ADRIENNE MAREE BROWN: I certainly do, and I love them both. And I think there’s something very important about the kind of communication skills and the kind of bridge building and relationship building that’s needed that happens at the dinner table for those of us who grow up coming from two cultures, or more than two cultures, that I think is hard to pull off if you only come from one, right?
And I think, for this country right now, there’s a lot of healing needed. So many of the deep-seated issues we’re dealing with are grounded in race, not something else. You know, Katrina is not about anything but how do we look at race in this country. You know, how climate justice is happening in this country, it’s all about race. These of the lines that are separating. And with the election protection piece, if you overlap who’s impacted by climate injustice, who’s impacted by the war, who’s impacted by our economic policies, and then who’s being disenfranchised at election time, it’s the same lines.

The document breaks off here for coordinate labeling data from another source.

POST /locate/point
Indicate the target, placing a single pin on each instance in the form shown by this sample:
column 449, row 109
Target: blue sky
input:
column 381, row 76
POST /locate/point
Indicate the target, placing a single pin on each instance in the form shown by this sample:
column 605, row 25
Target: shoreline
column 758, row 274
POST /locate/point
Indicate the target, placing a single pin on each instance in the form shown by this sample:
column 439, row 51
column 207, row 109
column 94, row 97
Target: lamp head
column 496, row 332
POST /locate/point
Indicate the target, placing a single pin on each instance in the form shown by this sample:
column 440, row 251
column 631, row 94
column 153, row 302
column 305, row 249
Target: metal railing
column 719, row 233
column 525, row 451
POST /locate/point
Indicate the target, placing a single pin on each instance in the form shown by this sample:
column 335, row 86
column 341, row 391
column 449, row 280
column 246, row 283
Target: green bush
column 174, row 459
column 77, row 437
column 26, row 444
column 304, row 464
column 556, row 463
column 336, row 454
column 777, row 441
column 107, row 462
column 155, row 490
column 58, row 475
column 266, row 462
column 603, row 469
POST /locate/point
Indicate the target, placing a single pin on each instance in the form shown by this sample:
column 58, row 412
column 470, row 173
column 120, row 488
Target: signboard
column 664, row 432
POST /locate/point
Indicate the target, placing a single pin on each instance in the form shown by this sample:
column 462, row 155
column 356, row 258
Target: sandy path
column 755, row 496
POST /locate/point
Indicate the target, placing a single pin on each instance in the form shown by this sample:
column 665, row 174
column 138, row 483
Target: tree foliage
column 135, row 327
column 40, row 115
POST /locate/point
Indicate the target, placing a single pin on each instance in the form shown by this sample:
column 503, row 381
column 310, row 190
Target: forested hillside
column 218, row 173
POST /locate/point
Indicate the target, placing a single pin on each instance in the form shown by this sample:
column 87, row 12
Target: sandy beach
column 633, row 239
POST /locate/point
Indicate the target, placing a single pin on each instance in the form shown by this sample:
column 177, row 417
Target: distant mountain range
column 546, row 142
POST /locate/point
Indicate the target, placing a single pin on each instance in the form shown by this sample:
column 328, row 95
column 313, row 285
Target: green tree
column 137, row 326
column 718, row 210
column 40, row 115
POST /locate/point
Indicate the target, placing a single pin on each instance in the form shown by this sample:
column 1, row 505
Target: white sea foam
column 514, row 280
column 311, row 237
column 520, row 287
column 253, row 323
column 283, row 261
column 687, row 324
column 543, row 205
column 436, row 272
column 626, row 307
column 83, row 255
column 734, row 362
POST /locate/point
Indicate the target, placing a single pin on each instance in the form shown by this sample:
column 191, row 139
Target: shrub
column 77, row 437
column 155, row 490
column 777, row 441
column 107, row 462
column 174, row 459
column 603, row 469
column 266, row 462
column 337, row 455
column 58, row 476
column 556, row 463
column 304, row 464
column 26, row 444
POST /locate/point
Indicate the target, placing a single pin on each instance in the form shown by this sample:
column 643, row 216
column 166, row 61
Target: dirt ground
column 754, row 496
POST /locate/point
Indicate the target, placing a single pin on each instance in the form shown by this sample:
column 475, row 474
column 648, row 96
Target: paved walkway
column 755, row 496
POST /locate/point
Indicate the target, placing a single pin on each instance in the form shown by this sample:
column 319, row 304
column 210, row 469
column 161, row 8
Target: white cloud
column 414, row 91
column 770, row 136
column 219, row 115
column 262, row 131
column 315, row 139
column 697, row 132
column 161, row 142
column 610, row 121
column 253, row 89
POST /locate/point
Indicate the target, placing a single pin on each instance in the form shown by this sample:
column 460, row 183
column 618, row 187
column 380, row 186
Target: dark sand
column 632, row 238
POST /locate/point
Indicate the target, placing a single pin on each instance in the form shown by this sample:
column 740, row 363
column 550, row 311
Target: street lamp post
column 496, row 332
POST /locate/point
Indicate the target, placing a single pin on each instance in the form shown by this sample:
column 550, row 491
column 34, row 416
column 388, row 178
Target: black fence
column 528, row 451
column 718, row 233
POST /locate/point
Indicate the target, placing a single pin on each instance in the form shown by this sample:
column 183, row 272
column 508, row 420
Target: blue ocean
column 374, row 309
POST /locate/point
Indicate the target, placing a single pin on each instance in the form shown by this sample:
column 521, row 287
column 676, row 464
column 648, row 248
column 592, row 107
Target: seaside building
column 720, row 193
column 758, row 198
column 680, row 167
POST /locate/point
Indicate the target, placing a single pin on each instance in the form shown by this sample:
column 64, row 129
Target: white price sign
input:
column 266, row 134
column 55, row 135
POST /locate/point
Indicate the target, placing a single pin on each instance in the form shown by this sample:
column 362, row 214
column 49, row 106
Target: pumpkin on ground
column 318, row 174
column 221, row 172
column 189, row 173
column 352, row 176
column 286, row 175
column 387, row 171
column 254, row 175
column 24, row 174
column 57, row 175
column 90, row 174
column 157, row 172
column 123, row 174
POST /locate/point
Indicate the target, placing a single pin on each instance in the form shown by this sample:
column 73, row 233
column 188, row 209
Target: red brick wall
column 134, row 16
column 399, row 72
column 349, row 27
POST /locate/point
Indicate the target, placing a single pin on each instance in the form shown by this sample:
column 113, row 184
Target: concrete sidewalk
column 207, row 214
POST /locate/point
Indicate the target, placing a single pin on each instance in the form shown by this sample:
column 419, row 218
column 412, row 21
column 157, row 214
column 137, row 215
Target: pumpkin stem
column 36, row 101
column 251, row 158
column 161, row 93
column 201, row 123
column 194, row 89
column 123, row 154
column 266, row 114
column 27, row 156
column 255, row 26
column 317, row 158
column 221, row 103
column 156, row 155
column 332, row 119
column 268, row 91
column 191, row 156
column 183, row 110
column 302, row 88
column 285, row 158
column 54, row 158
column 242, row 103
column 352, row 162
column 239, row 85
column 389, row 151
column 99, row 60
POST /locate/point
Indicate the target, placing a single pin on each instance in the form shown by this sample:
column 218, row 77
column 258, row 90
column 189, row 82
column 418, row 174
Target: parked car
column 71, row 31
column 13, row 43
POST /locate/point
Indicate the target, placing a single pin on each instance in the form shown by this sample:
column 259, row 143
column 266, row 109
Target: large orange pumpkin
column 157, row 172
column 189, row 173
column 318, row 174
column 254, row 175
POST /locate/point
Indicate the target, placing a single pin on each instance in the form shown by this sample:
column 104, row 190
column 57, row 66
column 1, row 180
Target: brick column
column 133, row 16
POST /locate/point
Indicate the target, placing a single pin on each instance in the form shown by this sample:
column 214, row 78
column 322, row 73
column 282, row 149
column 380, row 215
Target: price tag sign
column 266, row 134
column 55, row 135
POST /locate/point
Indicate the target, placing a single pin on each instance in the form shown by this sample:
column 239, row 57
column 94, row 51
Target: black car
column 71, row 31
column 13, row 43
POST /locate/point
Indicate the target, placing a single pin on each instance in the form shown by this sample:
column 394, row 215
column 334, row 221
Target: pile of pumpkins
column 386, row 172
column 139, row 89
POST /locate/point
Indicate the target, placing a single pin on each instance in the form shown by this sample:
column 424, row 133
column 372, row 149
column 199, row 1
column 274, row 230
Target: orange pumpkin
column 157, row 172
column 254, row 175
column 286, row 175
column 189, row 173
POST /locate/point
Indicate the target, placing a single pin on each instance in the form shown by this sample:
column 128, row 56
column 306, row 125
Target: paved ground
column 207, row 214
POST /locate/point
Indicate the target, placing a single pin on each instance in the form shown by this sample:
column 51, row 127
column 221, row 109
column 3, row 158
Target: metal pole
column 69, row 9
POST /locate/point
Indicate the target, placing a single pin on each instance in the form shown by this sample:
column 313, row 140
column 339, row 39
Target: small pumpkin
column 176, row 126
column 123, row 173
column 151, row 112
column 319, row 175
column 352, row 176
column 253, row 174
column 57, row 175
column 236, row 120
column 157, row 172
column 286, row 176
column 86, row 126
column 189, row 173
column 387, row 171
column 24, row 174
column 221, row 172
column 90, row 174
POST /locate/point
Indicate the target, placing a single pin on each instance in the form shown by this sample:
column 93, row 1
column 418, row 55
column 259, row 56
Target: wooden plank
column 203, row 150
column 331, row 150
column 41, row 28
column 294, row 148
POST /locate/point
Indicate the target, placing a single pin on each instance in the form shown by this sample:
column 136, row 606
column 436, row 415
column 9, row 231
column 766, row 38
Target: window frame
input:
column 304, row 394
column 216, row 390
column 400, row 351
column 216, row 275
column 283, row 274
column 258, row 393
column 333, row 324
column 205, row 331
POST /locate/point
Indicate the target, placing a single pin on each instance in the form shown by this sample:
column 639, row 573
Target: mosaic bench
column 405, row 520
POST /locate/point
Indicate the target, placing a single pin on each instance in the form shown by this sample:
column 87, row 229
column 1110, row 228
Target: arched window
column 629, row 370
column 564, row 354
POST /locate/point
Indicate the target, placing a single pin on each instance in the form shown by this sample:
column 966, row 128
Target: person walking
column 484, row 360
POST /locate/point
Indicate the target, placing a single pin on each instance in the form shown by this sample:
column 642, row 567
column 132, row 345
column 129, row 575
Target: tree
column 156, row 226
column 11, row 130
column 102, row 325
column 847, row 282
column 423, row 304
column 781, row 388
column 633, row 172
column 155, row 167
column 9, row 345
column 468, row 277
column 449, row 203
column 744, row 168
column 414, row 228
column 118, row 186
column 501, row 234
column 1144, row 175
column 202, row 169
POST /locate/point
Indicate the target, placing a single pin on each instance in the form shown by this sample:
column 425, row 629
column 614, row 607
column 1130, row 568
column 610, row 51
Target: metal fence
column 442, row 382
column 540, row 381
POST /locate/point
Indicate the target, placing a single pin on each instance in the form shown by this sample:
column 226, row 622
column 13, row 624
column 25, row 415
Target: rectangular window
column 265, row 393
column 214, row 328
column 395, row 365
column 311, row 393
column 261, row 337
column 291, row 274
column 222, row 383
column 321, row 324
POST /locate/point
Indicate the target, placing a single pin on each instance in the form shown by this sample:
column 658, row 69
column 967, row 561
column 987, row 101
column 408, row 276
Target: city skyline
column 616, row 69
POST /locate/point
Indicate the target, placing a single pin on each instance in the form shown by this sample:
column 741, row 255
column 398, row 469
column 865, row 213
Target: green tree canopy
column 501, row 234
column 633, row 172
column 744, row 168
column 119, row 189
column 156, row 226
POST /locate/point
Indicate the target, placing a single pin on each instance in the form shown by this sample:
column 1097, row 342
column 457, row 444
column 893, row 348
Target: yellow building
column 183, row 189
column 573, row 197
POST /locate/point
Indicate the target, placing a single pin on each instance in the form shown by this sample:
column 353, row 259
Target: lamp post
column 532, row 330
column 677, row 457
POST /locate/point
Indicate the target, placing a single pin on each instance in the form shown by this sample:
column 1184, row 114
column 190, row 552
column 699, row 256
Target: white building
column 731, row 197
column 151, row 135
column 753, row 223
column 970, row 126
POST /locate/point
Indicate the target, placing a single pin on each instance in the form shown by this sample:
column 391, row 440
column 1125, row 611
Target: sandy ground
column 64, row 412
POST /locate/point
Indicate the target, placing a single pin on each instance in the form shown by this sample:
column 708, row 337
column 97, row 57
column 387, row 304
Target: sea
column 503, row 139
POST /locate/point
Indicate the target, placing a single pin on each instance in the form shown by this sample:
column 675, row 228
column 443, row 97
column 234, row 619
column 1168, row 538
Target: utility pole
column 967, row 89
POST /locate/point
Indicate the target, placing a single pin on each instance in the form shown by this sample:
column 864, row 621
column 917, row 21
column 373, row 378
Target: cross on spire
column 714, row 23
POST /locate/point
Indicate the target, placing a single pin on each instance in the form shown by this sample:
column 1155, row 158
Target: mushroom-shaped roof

AMY GOODMAN: Finally, what message do you have for journalists who cover this issue, the presidential election, but who cover how Barack Obama is defined? What do you say to them?
ADRIENNE MAREE BROWN: I feel that the important thing that a Barack Obama is saying to people is that it’s not him that is going to make this change. It’s not him that can suddenly revolutionize how this country is operating. It’s going to be all of these communities that are doing that. I feel like if journalists can find a story there, find all of these communities that are somehow galvanized maybe by the hope they’re getting from Obama or galvanized by this moment in history to make major changes, then that, to me, will be the powerful story that emerges, and that will be the way that we’ll come to the kind of justice we need in the election system, in our media systems, across the board in our policies. So we’re excited to see.
AMY GOODMAN: I want to thank you very much, Adrienne, for being with us. Adrienne Maree Brown is executive director of the Ruckus Society. She’s here in Minneapolis for the National Conference for Media Reform and will be speaking this weekend.